Another challenge with a nitrous oxide system is getting the delivery of nitrous oxide and additional fuel at the correct proportions. If you feed nitrous to the engine without enough extra fuel, the lean air/nitrous to fuel mixture will make the detonation problem even worse. Combustion temperatures will skyrocket and catastrophic failure is certain to occur. If the proportion is such that too much fuel is delivered, the power advantage degrades rapidly.

Nitrous oxide is like any other power increasing modification in that, when used wisely and installed properly, it works well. If installed incorrectly it can significantly reduce the reliability/durability of your engine.

Small doses of nitrous oxide can be used in stock engines to gain 25-35% more power. Any more nitrous oxide than that with a stock engine compromises durability too much. Once you pass the 35% power increase mark with nitrous oxide you need to look at things like forged pistons, better connecting rods, better bearings, etc.

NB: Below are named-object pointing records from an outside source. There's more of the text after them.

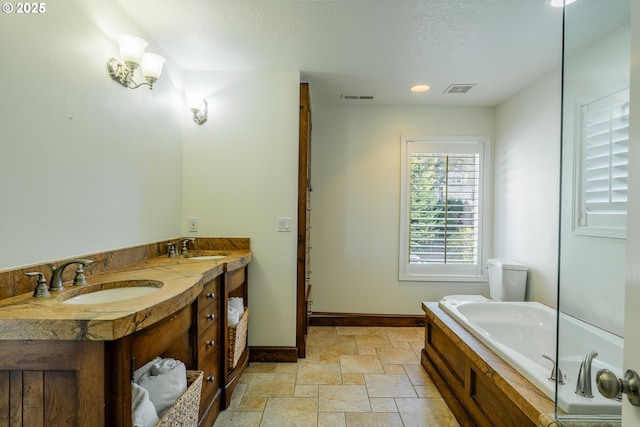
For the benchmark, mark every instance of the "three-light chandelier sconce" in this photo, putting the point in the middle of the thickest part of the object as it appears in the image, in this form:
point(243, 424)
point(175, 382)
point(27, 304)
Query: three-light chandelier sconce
point(133, 55)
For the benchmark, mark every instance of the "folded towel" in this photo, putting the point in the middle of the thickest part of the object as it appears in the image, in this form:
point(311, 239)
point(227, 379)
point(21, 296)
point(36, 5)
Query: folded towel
point(143, 413)
point(167, 386)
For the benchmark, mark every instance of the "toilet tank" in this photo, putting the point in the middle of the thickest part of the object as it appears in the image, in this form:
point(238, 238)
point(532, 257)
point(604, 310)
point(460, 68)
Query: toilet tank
point(507, 279)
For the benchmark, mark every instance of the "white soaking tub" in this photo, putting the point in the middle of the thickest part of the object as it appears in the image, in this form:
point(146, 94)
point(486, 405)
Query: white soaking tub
point(522, 332)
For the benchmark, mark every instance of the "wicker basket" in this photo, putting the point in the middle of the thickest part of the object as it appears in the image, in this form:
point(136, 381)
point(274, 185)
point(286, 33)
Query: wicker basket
point(184, 413)
point(237, 338)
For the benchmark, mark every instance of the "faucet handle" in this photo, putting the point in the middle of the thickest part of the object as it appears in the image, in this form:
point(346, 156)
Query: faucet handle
point(172, 250)
point(80, 278)
point(555, 372)
point(41, 289)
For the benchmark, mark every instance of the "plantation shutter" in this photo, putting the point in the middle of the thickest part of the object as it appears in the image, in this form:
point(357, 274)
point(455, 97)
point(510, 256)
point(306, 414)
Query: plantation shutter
point(444, 208)
point(604, 164)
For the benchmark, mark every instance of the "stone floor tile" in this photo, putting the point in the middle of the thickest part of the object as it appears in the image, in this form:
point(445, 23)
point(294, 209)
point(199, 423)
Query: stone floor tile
point(271, 385)
point(343, 398)
point(398, 356)
point(290, 412)
point(238, 419)
point(319, 373)
point(360, 364)
point(425, 412)
point(374, 419)
point(331, 419)
point(385, 385)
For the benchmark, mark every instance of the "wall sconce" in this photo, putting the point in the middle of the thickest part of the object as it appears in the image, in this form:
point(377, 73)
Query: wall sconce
point(133, 55)
point(198, 106)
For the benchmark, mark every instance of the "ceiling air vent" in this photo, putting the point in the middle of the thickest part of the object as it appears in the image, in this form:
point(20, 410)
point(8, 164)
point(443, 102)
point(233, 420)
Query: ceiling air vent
point(459, 88)
point(357, 97)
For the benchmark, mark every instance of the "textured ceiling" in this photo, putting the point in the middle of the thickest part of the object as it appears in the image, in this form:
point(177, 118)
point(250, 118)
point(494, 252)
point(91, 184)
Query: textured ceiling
point(371, 47)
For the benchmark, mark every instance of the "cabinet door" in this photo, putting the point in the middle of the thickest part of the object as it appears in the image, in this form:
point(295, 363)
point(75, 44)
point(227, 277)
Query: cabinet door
point(37, 389)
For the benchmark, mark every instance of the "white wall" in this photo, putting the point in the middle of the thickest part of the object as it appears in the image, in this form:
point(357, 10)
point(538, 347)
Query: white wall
point(592, 272)
point(87, 165)
point(355, 175)
point(240, 174)
point(631, 414)
point(526, 184)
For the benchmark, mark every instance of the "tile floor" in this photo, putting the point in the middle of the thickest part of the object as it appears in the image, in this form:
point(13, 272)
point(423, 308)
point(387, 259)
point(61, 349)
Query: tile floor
point(351, 377)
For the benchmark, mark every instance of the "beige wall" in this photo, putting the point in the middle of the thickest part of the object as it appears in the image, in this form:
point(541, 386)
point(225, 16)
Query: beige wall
point(355, 174)
point(87, 165)
point(240, 175)
point(526, 184)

Nitrous oxide is also a great value on a dollar-per-unit-power increase when installed and operated properly. The downside, of course, is the fun ends quickly. The power boost lasts as long as the nitrous. The average bottle is 20 pounds and with a street V8 that might be 20 seconds of use.

So, nitrous oxide is not the instant-engine-failure many people think it is. When used properly and when dispensed by a properly designed and installed system nitrous oxide can be responsible for some phenomenal increases in power.